I do that all the time...

Cheers,
Simon

William Stein

unread,
Jul 13, 2011, 11:55:41 PM7/13/11
to sage-...@googlegroups.com
On Wed, Jul 13, 2011 at 6:29 PM, Simon King <simon...@uni-jena.de> wrote:
> QUESTION:
> According to their web site, "The MeatAxe should run on most UNIX
> platforms including Linux, NetBSD, Ultrix, Solaris, HP-UX, and on
> Windows NT." So, a MeatAxe wrapper might actually be (eventually) a
> candidate for a standard package, isn't it?
> OTOH, the current MeatAxe licence is GPL 2.
> Does that disqualify MeatAxe?

Yes, it disqualifies it.

> Would GPL 2+ be required?

Yes, that would be required.

I think people will have some issues with including an spkg that
replicates functionality available probably in code already in Sage,
with sufficient work. Every single spkg that is added to sage
increases the maintenance work of Sage a lot. Removing spkg's later
is very hard.

-- William

Simon King

unread,
Jul 14, 2011, 3:21:04 AM7/14/11
to sage-devel
Hi William,

On 14 Jul., 05:55, William Stein <wst...@gmail.com> wrote:
> I think people will have some issues with including an spkg that
> replicates functionality available probably in code already in Sage,
> with sufficient work.

From my perspective, your last line is decisive: I would probably not
easily be able to make Sage full use of LinBox - my C++ knowledge is
rather limited, and I know nothing about LinBox. So, in order to use
that for my project, I would have to wait for other people doing the
work.

Moreover, my benchmarks seem to indicate that *for the purpose of my
project* MeatAxe performs relatively well (unfortunately not compared
with Magma, as it seems).

> Every single spkg that is added to sage
> increases the maintenance work of Sage a lot.  Removing spkg's later
> is very hard.

OK. Then I'll probably proceed as I did with my old cohomology spkg:
I'll use MeatAxe, but not as a separate spkg.

Cheers,
Simon

Simon King

unread,
Jul 14, 2011, 3:28:00 AM7/14/11
to sage-devel
PS:

On 14 Jul., 05:55, William Stein <wst...@gmail.com> wrote:
> Every single spkg that is added to sage
> increases the maintenance work of Sage a lot.  Removing spkg's later
> is very hard.

Note that there already is an experimental MeatAxe spkg.

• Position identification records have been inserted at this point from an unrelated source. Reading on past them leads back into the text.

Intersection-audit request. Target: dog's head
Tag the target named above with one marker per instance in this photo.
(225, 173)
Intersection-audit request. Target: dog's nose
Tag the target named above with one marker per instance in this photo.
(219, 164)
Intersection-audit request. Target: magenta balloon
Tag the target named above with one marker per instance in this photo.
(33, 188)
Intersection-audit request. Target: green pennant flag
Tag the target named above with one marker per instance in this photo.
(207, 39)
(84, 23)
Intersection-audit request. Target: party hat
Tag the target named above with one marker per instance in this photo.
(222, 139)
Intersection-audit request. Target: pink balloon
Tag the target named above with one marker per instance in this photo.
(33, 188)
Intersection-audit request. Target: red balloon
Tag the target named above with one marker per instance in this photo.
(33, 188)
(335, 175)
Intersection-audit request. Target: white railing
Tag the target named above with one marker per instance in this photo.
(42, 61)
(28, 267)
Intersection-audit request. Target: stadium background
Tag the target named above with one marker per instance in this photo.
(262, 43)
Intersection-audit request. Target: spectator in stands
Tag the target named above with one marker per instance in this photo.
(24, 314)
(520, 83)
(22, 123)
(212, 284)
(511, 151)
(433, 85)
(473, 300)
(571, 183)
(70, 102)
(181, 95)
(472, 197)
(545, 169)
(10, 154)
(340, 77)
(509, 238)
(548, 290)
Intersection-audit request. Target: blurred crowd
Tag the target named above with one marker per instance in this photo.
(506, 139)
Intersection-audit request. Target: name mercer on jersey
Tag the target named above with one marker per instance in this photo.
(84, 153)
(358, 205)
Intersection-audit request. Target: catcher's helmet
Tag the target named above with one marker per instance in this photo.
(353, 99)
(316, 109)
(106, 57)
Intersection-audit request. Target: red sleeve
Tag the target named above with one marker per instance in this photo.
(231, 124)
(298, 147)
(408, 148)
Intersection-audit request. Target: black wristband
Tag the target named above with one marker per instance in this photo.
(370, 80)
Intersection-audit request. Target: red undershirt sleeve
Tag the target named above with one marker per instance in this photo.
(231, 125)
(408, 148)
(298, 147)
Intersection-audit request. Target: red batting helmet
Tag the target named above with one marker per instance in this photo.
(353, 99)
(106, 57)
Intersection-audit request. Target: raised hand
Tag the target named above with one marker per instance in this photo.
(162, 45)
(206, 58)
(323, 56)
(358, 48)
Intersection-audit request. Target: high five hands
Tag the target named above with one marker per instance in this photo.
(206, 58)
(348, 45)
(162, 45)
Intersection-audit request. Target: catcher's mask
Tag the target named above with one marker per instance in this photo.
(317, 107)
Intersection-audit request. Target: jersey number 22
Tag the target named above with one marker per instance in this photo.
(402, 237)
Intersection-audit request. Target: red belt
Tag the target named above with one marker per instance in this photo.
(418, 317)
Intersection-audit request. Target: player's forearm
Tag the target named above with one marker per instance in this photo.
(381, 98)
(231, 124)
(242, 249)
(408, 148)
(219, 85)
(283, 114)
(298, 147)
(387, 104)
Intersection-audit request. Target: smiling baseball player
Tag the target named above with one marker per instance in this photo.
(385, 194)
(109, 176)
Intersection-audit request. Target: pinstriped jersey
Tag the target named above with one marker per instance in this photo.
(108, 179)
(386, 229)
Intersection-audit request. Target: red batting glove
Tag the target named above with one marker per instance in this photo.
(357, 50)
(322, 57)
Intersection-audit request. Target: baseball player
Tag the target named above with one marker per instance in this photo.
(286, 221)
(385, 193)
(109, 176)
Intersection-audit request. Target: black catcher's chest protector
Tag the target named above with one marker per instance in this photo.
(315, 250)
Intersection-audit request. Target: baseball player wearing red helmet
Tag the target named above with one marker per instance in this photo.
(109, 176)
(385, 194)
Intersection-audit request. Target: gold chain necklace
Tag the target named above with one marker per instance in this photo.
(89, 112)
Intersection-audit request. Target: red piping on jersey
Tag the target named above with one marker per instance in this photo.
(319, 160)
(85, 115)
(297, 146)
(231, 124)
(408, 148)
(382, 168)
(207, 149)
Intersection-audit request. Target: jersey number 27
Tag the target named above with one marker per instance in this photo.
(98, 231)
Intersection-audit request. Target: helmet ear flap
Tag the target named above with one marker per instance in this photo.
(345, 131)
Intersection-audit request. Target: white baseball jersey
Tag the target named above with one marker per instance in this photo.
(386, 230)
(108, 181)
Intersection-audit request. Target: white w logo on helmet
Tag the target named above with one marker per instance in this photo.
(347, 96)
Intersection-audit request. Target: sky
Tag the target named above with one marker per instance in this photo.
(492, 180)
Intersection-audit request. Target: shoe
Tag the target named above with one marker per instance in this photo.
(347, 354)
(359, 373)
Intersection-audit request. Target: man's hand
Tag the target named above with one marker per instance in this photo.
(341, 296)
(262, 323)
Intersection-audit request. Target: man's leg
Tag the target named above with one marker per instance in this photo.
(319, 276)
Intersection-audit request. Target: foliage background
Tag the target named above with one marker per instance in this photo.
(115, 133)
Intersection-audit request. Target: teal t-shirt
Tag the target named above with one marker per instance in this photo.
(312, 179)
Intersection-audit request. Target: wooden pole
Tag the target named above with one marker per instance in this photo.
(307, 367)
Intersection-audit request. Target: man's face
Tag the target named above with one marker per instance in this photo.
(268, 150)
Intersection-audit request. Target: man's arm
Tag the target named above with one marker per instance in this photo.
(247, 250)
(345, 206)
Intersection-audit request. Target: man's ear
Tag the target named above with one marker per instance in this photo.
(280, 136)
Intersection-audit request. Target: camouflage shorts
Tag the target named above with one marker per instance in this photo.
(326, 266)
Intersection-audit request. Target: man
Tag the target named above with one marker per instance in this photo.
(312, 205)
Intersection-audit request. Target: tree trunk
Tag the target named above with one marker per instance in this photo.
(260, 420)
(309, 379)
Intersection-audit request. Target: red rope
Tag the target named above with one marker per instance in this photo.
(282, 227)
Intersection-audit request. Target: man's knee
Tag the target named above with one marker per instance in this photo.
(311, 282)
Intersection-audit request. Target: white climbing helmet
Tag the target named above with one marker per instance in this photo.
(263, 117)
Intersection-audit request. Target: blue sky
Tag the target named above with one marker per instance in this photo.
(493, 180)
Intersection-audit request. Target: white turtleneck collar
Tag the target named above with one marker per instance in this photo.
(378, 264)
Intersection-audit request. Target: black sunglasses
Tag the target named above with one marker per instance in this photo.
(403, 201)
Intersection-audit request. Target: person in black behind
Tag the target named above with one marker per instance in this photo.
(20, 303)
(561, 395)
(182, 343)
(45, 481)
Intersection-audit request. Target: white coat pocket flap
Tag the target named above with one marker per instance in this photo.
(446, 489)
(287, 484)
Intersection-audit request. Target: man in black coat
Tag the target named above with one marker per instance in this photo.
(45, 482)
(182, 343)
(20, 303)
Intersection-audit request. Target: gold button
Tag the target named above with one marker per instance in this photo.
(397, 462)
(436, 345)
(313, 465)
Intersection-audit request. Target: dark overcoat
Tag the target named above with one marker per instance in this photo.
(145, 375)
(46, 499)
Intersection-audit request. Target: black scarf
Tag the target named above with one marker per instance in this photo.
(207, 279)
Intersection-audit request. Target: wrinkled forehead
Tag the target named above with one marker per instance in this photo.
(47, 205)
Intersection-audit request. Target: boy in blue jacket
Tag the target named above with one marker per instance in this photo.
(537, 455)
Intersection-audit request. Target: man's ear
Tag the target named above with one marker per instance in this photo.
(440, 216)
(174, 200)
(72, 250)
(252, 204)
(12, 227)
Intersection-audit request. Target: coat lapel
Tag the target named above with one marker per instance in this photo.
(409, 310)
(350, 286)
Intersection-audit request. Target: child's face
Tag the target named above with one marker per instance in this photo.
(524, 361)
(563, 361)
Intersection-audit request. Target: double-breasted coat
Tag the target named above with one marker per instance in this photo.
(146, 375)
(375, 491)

It provides
the MeatAxe executables, but does not provide the MeatAxe C-library
(which I would need) or a wrapper.

Volker Braun

unread,
Jul 14, 2011, 4:59:58 AM7/14/11
to sage-...@googlegroups.com
The LinBox matrix-vector multiplication is 

vectorMul (Vector1 &w, const Matrix &A, const Vector2 &v)  // w <- Av
vectorAxpyin (Vector1 &y, const Matrix &A, const Vector2 &x) // y <- y+Ax

I don't see a rowvector-matrix mul routine, but then that must be avoided in C storage order (row-major). 

Martin Albrecht

unread,
Jul 14, 2011, 7:26:43 AM7/14/11
to sage-...@googlegroups.com
> 2. Matrix times column:
> Over prime fields, the native Sage implementation is clearly
> fastest, MeatAxe is slower, LinBox is VERY slow.
> Over non-prime fields, MeatAxe is fastest, the naive implementation
> of the "trick" is 5 times slower.
>
> 3. Row times matrix:
> MeatAxe is clearly fastest both over prime and over non-prime
> fields -- unless someone has already wrapped a specialised
> multiplication command of LinBox??

Note that these operations are quadratic just as the conversion Sage =>
LinBox. Hence, I'm not that surprised that our LinBoX wrapper performs poorly
on those.

Simon King

unread,
Jul 14, 2011, 7:53:16 AM7/14/11
to sage-devel
Hi Martin,

On 14 Jul., 13:26, Martin Albrecht <martinralbre...@googlemail.com>
wrote:
> Note that these operations are quadratic just as the conversion Sage =>
> LinBox.

I am a bit surprised. My impression from reading
sage.matrix.matrix_modn_dense was that Sage stores the matrix data in
LinBox format anyway. So, did I get the wrong impression?

Cheers,
Simon

Martin Albrecht

unread,
Jul 14, 2011, 8:10:20 AM7/14/11
to sage-...@googlegroups.com

Hi,

linbox.matrix_matrix_multiply

calls

linbox_modn_dense_matrix_matrix_multiply

from the LinBox SPKG (src/interfaces/sage/linbox.C)

which calls

static DenseMatrix<ModInt> linbox_new_modn_matrix(mod_int modulus, mod_int**
matrix, size_t nrows, si\
ze_t ncols) {

ModInt F((double)modulus);

DenseMatrix<ModInt> A ( F, nrows, ncols);

size_t i, j, k;
for (i=0; i < nrows; i++) {
for (j=0; j < ncols; j++) {
A.setEntry(i, j, (double)matrix[i][j]);
}
}
return A;
};

which copies the matrix to a new matrix A.

Simon King

unread,
Jul 14, 2011, 10:37:33 AM7/14/11
to sage-devel
Hi Martin,

On 14 Jul., 14:10, Martin Albrecht <martinralbre...@googlemail.com>
wrote:
> Hi,
>
>    linbox.matrix_matrix_multiply
>
> calls
>
>     linbox_modn_dense_matrix_matrix_multiply
>
> from the LinBox SPKG (src/interfaces/sage/linbox.C)
>
> ...
>
> which copies the matrix to a new matrix A.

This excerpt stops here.